Christopher Furness, 1st Baron Furness (23 April 1852 – 10 November 1912) was a British businessman and Liberal Party politician.
Furness was born in West Hartlepool, Durham. He started his career as a buyer in Thomas Furness and Company, wholesale provision merchants, a firm owned by his older brother Thomas, and became a partner two years later. Stock for the business had to be brought in by ship, and Christopher found that it would be cheaper to use their own vessels, rather than hire other peoples. Consequently, on his initiative, the firm bought several steam ships from local shipbuilder William Gray & Company in 1877. In 1882 Christopher Furness and Company was formed and the business was split into two. Thomas kept the provision merchants, while Christopher took charge of the shipping fleet. After seven years as a partner in the shipbuilding firm of Edward Withy and Company, Furness merged it with his own company in 1891, to form Furness, Withy and Company.

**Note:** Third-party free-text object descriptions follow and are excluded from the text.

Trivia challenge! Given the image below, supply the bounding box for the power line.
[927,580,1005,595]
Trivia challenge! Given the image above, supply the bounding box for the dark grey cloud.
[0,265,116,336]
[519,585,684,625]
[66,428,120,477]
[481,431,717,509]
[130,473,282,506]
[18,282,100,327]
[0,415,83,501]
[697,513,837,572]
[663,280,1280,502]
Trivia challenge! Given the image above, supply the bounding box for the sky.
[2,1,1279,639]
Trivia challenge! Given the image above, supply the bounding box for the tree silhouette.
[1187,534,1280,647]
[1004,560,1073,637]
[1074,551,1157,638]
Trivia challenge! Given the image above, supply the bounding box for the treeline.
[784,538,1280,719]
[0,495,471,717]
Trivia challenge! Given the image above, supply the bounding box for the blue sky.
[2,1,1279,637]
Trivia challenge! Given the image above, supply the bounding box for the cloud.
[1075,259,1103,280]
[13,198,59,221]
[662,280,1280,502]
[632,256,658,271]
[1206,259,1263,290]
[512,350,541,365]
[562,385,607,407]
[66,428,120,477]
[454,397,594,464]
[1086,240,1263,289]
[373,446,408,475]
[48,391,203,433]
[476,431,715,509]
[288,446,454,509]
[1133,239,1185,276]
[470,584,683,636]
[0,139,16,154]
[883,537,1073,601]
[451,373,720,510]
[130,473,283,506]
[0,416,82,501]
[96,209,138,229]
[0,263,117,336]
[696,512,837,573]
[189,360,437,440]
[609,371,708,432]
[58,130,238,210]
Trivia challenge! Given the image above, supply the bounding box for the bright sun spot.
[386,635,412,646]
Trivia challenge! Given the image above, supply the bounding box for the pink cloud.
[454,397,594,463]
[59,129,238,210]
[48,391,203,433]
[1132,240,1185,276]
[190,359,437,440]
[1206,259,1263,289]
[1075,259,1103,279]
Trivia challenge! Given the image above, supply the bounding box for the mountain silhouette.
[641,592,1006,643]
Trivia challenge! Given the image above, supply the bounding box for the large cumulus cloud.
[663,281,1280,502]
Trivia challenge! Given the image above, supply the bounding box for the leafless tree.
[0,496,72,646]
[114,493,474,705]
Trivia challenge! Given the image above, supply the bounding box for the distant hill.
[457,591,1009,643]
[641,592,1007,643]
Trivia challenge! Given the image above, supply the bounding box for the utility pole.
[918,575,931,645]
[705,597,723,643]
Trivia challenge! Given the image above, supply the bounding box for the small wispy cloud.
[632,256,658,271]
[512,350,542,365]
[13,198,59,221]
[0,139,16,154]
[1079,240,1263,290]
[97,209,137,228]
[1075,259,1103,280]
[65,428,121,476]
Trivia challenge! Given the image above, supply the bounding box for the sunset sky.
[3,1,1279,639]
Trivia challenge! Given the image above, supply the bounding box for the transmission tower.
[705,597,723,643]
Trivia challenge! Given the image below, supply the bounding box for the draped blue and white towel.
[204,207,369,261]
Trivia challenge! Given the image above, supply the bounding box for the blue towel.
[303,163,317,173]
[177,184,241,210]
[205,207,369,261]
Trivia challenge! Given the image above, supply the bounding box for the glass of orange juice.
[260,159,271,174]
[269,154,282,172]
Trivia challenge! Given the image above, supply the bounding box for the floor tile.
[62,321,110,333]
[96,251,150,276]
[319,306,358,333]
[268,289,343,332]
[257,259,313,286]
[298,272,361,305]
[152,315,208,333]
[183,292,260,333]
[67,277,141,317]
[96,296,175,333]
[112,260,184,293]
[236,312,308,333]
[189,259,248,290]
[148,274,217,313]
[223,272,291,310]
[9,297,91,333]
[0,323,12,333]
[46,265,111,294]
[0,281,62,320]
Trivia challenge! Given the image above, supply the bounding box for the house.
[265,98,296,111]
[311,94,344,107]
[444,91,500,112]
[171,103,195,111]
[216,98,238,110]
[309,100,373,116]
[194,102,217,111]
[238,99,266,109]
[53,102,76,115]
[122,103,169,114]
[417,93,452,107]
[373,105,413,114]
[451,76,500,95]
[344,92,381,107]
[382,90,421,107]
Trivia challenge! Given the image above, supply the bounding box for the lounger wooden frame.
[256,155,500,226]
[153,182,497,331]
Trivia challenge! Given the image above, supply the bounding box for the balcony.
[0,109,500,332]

By a series of mergers, his firms become the main employers in Hartlepool, until they finally closed in the 1980s.
Furness was also involved in politics, and was elected Member of Parliament for The Hartlepools at a by-election in 1891. He lost the seat in 1895, but was re-elected in 1900 general election, and served until his re-election in January 1910 was declared void after an electoral petition. He was knighted in the 1895 Birthday Honours and in 1910 he was raised to the peerage as Baron Furness, of Grantley in the West Riding of the County of Yorkshire. Moreover, in 1909 he was made an Honorary Freeman of West Hartlepool.
In 1876 Furness married Jane Annette Suggit. They had one son, Marmaduke, born in 1883. Christopher Furness died on 10 November 1912, aged 60. He was succeeded in the barony by his son Marmaduke, who in 1918 was created Viscount Furness.